Les tirailleurs sénégalais - Musée de la Grande Guerre

Les tirailleurs sénégalais dans la Première Guerre mondiale

09.03.24

Les colonies ont participé à la Première Guerre mondiale et ont joué un rôle central. Venus d’Afrique, d’Inde, d’Indochine ou d’ailleurs, les empires coloniaux ont recruté des hommes par centaines de milliers pour combattre sur plusieurs fronts. En France, les tirailleurs sénégalais comptent parmi les plus connus du grand public. D’où venaient-ils et quels sont leurs faits d’armes ?

Qui étaient les tirailleurs sénégalais ?

Le corps des tirailleurs sénégalais existait bien avant la guerre. Il a été fondé en 1857 par un décret de Napoléon III et les premiers recrutements ont eu lieu au Sénégal, d’où leur nom. Cependant, il est important de noter que par la suite, des hommes ont été recrutés dans tous les territoires d’Afrique sub-saharienne colonisés par la France.

Avant la Grande Guerre, ils participent à de nombreuses campagnes de l’armée française, notamment en Afrique où par exemple ils ont participé à la conquête de Madagascar. Ainsi, en 1914, c’était une force en place sur laquelle la France savait qu’elle pouvait s’appuyer.

Si les effectifs de ces troupes étaient suffisants en temps de paix, face à l’ampleur de la Grande Guerre, le recrutement ne se base plus uniquement sur le volontariat. Les autorités françaises demandent alors aux chefs locaux de leur envoyer des hommes et le recrutement se fait souvent sous la contrainte. Certains tentent de contourner l’obligation en envoyant des hommes qui seront forcément réformés. Certains iront jusqu’à se révolter, comme au Bani-Volta en 1915.
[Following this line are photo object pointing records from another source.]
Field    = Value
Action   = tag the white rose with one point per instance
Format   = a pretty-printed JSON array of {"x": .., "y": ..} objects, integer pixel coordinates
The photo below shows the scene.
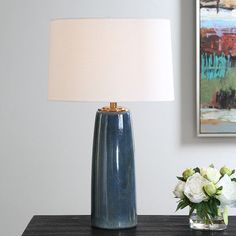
[
  {"x": 179, "y": 189},
  {"x": 228, "y": 195},
  {"x": 213, "y": 174},
  {"x": 194, "y": 188},
  {"x": 203, "y": 172}
]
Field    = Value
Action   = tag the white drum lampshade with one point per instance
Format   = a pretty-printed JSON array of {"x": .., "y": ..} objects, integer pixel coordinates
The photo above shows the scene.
[{"x": 110, "y": 60}]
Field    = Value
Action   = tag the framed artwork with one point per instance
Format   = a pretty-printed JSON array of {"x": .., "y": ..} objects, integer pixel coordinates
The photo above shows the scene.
[{"x": 216, "y": 68}]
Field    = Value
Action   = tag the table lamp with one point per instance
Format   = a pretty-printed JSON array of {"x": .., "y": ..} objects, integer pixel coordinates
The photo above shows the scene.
[{"x": 111, "y": 60}]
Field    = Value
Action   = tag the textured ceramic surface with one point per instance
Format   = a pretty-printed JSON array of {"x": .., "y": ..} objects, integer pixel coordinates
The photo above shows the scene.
[{"x": 113, "y": 176}]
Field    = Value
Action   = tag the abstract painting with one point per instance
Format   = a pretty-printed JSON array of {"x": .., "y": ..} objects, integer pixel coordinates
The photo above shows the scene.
[{"x": 216, "y": 67}]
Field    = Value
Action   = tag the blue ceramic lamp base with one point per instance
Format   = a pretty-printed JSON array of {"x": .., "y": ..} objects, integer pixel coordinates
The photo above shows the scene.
[{"x": 113, "y": 175}]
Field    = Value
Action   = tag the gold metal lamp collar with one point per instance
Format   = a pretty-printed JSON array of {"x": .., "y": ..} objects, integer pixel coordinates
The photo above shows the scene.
[{"x": 113, "y": 108}]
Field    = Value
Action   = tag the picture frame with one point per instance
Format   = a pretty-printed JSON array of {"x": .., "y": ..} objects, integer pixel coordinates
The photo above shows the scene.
[{"x": 216, "y": 68}]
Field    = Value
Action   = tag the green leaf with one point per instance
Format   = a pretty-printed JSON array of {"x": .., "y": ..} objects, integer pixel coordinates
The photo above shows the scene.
[
  {"x": 212, "y": 166},
  {"x": 225, "y": 216},
  {"x": 191, "y": 210},
  {"x": 234, "y": 179}
]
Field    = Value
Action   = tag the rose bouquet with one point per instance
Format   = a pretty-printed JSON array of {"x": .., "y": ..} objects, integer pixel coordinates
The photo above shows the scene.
[{"x": 208, "y": 192}]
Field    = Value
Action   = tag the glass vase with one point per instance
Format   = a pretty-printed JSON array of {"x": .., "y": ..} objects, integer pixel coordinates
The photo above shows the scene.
[{"x": 215, "y": 224}]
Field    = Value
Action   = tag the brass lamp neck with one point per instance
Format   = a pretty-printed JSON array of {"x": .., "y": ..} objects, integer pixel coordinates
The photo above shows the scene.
[{"x": 113, "y": 108}]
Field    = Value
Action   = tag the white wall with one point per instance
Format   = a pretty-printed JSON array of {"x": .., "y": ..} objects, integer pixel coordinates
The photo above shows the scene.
[{"x": 45, "y": 152}]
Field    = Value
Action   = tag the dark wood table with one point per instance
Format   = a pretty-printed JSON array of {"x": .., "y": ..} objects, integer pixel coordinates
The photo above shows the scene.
[{"x": 147, "y": 226}]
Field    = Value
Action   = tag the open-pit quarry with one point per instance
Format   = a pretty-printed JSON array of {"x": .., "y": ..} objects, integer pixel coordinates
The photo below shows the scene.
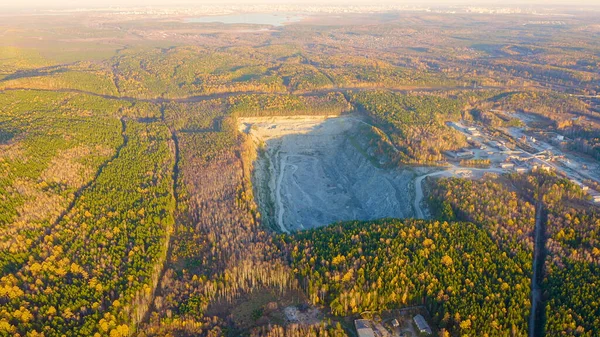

L’acclimatation est difficile : une grande partie d’entre eux sont de nouvelles recrues inexpérimentées, beaucoup ne parlent pas français et ne comprennent pas les ordres qu’on leur donne et même entre eux, les soldats ne se comprennent pas forcément, car dans leurs rangs sont parlées des langues différentes telles que le bambara ou le peul. Ils doivent aussi faire face à un climat froid auquel ils ne sont pas habitués, notamment au nord. Face à la surmortalité induite par ces conditions, un système d’hivernage est mis en place à partir de 1915 et est généralisé en 1916. De septembre à avril, les soldats sont envoyés dans le sud de la France. C’est également l’occasion de les entraîner davantage. Au total, ce sont environ 200 000 tirailleurs qui ont servi de 1914 à 1918. 30 000 d’entre eux sont tombés au combat.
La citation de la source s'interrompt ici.